Товарищи с укоризной глядели на него. Подумаешь, дело какое. Не рассказывать же им, как на прощанье мать, обнимая его, со слезами заклинала: «Покойный служил державе и погиб за нее. Я уверена, он проводил бы тебя сейчас на ее защиту. Ступай с божьей помощью, хотя ты единственное, что у меня есть. Но берегись, Бора, этих грязных злодеев. Никогда не ночуй в деревенском доме. Глаз не смыкай под их кровом, крошки не принимай у них из рук». И он обещал ей. Должен был обещать. И это было не трудно, хотя и лишено смысла. Потом она достала со дна ящика серебряные карманные часы, которых он прежде не видел: «Это часы покойного. Злодеи не успели его ограбить, и, видишь, стрелка остановилась на двенадцати. Я не знаю, полночь это или полдень. С тех пор я их не заводила. Возьми, сынок. Береги, ими ты можешь пожертвовать только ради спасения собственной головы». Она завела пружину, часы затикали, звук напугал его, и руки у него дрожали, когда он прятал их в карман. Долго, с трудом привыкал он к тиканью, поэтому и заводил часы нерегулярно, но после отъезда из Скопле стал каждый день заводить ровно в полдень; а по ночам, наедине с самим собою, прикладывал их к уху и слушал. Слушал время и слушал отца. Где на этой мокрой земле, под непрерывным дождем, проведет он последнюю ночь перед уходом на фронт? Он принял предложенную стопку ракии и осушил ее одним духом.

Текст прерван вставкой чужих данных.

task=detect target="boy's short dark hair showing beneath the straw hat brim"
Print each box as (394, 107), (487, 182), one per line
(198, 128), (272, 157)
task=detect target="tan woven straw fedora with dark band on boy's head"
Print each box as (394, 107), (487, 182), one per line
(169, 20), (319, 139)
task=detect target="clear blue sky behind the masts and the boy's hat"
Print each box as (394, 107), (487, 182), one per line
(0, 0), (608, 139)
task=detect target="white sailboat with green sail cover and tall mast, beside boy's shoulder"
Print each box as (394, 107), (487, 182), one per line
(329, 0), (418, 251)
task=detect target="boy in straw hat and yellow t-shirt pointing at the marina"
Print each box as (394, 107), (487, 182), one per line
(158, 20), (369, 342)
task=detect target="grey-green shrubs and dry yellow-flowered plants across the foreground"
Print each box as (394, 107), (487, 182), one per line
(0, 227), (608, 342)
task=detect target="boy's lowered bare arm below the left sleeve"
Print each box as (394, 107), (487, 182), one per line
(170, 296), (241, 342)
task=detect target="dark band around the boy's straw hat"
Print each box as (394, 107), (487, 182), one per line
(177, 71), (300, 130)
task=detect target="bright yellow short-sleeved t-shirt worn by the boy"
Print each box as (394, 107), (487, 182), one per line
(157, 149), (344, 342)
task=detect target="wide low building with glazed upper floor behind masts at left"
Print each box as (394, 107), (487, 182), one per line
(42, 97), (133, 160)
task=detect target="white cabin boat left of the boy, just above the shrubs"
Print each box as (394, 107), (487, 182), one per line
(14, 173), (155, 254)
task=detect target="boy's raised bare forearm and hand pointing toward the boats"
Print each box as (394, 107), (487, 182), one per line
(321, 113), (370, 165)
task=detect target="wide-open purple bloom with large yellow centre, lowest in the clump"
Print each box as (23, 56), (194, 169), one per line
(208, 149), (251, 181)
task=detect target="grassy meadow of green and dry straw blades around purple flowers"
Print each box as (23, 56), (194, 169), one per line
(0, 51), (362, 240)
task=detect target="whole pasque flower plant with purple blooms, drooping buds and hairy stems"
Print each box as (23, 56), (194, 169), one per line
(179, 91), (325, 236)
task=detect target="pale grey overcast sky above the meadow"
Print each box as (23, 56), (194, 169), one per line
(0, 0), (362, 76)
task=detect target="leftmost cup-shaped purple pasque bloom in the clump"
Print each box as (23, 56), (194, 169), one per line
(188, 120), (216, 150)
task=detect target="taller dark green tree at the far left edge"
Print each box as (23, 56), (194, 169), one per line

Хозяин пригласил их в комнату для гостей; Бора шел последним, остановился в дверях, разглядывая обстановку: голубой стол с голубыми лавками, широкая деревянная кровать, тоже окрашенная голубой краской, много ковров и дорожек; на стенах — фотографии солдата, наверное, хозяйский сын, капрал Милое, пучки сухой травы и каких-то желтых цветов, у иконы Михаила-архангела горит лампада. Может быть, именно в такой комнате, голубой комнате с иконой, лампадой и испускающей жар печкой, ужинал его отец и улегся спать, сытый и ублаготворенный, полный благодарности, и, удивленный мужицкой добротой и гостеприимством, заснул. А в полночь ему раскроили голову топором. Потом отхватили голову кобыле Лисе. Хозяин ласково предложил Боре садиться, ждал, пока тот выберет место, сам сел во главе голубого стола, под лампадой. Бора присел в конце, возле Данило. Стамена со свекровью внесли горячую ракию, сыр и каймак, пирог.

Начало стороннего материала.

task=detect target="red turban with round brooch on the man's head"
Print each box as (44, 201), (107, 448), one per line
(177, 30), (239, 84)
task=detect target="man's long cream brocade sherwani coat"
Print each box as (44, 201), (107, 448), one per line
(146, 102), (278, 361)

Тричко Македонец спросил хозяина, намерен ли он уходить в отступ перед надвигающимися швабами, тот решительно ответил:
— Дом, поле, сад — это я и есть. Куда я и что я без самого себя? Мне нечего спасать в бегстве. Если полонят меня, придется уважать их закон. Убьют меня за то, что я серб, значит, такова моя доля. И я не хочу ее избегать.
Войны будут продолжаться до тех пор, пока на свете есть крестьяне и те, кто верит в судьбу, подумал и захотел возразить Бора Валет, но вовремя понял, что это было бы более чем неуместно.

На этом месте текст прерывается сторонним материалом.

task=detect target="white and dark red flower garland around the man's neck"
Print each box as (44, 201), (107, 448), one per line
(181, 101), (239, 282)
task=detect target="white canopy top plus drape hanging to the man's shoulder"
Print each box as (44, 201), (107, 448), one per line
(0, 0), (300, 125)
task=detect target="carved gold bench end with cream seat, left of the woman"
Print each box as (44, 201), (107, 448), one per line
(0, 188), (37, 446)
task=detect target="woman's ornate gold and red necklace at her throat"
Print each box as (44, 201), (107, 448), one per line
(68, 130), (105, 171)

— Как ты, старый, считаешь, сумеем мы одолеть швабов? — спросил Данило История, не спуская глаз со Стамены. Бора предостерегающе толкнул его ногой и принялся шумно прихлебывать горячую ракию, собираясь выслушать ответ хозяина и оценить его искренность и разум.
— Уповаю. Победили ж мы их летом на Цере. Отчего не осилить и на Сувоборе? Твердый мы народ, мученики. Терпеть умеем. На многое способны, ежели идем согласно и когда деваться некуда. И голова собственная для нас не самое дорогое.